AUTHOR=Kieronska-Rudek Anna , Petrosino Maria , Zuhra Karim , Szabo Csaba 
  
TITLE=Cyanide is an endogenous stimulator of endothelial cell proliferation, migration and differentiation
  
JOURNAL=Experimental Biology and Medicine
  
VOLUME=Volume 251 - 2026
  
YEAR=2026
  
URL=https://www.ebm-journal.org/journals/experimental-biology-and-medicine/articles/10.3389/ebm.2026.10856
  
DOI=10.3389/ebm.2026.10856
  
ISSN=1535-3699
  
ABSTRACT=Cyanide is generally considered a cytotoxic molecule. However, recent studies have shown that mammalian cells — including endothelial cells — can produce cyanide from glycine via a lysosomal pathway. Studies in hepatocytes indicated that cyanide, when administered at low concentrations, or when generated from endogenous sources, exerts regulatory, rather than cytotoxic effects.
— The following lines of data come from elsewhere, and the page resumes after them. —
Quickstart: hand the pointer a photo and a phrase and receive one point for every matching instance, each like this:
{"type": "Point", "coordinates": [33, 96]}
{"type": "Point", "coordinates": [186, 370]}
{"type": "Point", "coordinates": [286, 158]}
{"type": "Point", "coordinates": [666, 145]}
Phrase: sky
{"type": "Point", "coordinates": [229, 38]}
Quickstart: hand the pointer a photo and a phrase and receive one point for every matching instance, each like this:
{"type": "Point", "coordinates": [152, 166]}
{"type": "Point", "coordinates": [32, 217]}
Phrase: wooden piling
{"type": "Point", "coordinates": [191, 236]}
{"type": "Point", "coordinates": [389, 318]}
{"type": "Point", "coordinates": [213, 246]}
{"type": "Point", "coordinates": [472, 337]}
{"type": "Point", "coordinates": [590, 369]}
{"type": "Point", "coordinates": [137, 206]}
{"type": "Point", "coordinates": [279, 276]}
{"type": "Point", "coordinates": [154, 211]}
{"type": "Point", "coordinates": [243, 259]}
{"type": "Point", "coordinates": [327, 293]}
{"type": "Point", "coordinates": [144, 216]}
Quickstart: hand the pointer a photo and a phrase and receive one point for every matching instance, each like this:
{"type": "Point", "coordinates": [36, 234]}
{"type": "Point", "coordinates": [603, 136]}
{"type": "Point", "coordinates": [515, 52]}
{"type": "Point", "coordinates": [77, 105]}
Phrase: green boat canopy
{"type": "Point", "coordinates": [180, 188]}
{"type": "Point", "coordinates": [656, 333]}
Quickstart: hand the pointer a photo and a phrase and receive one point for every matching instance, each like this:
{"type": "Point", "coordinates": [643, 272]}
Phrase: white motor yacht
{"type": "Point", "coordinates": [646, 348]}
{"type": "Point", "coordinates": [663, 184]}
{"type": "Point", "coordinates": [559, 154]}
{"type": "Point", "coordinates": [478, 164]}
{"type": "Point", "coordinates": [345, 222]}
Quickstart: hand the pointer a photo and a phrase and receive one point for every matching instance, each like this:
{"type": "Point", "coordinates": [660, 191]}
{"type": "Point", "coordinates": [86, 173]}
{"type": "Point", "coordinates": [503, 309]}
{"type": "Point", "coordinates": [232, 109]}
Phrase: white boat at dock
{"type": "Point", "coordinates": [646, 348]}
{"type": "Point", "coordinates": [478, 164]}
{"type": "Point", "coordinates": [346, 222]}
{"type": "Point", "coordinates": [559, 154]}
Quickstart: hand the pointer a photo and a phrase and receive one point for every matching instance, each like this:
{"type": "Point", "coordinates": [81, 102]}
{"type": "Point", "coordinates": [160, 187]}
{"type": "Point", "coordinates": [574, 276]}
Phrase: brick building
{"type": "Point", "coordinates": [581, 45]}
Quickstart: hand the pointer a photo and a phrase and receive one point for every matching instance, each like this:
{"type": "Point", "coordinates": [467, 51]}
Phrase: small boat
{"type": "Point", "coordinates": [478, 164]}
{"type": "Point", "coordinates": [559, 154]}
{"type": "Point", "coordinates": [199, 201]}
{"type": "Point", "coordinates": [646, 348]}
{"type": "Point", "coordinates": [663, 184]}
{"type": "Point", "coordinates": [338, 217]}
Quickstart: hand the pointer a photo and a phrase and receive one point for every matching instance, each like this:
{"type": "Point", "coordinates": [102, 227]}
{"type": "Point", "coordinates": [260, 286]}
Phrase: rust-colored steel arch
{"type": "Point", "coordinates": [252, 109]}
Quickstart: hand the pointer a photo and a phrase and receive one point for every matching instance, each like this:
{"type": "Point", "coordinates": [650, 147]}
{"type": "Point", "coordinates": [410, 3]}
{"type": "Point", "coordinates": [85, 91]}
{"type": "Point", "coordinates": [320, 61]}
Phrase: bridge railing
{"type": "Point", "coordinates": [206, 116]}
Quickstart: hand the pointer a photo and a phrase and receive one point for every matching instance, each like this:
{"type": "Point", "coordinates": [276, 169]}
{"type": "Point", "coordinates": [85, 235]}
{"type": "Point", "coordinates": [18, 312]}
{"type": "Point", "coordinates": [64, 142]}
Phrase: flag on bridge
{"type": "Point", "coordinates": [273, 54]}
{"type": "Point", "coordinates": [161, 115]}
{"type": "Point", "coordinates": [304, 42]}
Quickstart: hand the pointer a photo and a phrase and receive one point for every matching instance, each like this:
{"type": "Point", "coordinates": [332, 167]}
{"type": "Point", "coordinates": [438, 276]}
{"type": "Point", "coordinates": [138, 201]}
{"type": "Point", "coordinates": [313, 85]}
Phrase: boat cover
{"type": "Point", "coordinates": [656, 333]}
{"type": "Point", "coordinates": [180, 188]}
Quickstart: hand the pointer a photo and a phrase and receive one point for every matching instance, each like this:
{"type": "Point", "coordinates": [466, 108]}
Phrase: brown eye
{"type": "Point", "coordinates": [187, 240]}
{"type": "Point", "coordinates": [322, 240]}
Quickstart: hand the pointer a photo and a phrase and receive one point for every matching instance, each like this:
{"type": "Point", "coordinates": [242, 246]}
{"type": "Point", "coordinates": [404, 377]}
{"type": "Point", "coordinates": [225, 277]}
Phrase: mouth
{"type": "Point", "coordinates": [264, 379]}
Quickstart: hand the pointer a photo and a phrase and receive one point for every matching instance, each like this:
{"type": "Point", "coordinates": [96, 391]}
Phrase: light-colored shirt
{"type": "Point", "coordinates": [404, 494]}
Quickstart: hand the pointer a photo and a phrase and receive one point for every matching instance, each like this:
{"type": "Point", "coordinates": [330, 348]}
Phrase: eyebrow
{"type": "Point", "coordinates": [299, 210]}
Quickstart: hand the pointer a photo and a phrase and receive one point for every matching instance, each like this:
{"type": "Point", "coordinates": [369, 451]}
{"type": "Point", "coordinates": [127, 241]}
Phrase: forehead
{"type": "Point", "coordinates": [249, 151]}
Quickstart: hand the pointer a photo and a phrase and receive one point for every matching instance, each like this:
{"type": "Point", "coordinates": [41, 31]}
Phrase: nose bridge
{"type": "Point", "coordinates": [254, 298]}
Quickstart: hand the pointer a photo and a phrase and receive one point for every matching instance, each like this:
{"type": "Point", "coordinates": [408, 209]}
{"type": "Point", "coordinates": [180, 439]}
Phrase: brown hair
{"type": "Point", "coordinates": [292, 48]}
Here we show that human umbilical vein endothelial cells produce detectable levels of cyanide (∼0.1 nmoles/mg protein/h), and this is enhanced by administration of glycine (1 mM). Glycine stimulates endothelial cell proliferation, migration and tube formation. Low concentrations of the cyanide releasing molecules amygdalin or mandelonitrile (100 µM) exert similar effects. On one hand, cyanide induces the upregulation of VEGF protein in endothelial cells, while on the other hand, VEGF stimulates the generation of cyanide by endothelial cells, suggesting a positive feedback. VEGF-stimulated endothelial cell ATP generation, proliferation and migration is inhibited by the cyanide scavenger hydroxycobalamin (10 µM) as well as by pharmacological agents that prevent lysosomal acidification and thus inhibit cyanide formation by the endothelial cells. In conclusion, cyanide, at low concentrations, generated by endothelial cells, acts as a proangiogenic mediator, via stimulation of the VEGF pathway and the maintenance of cellular bioenergetics.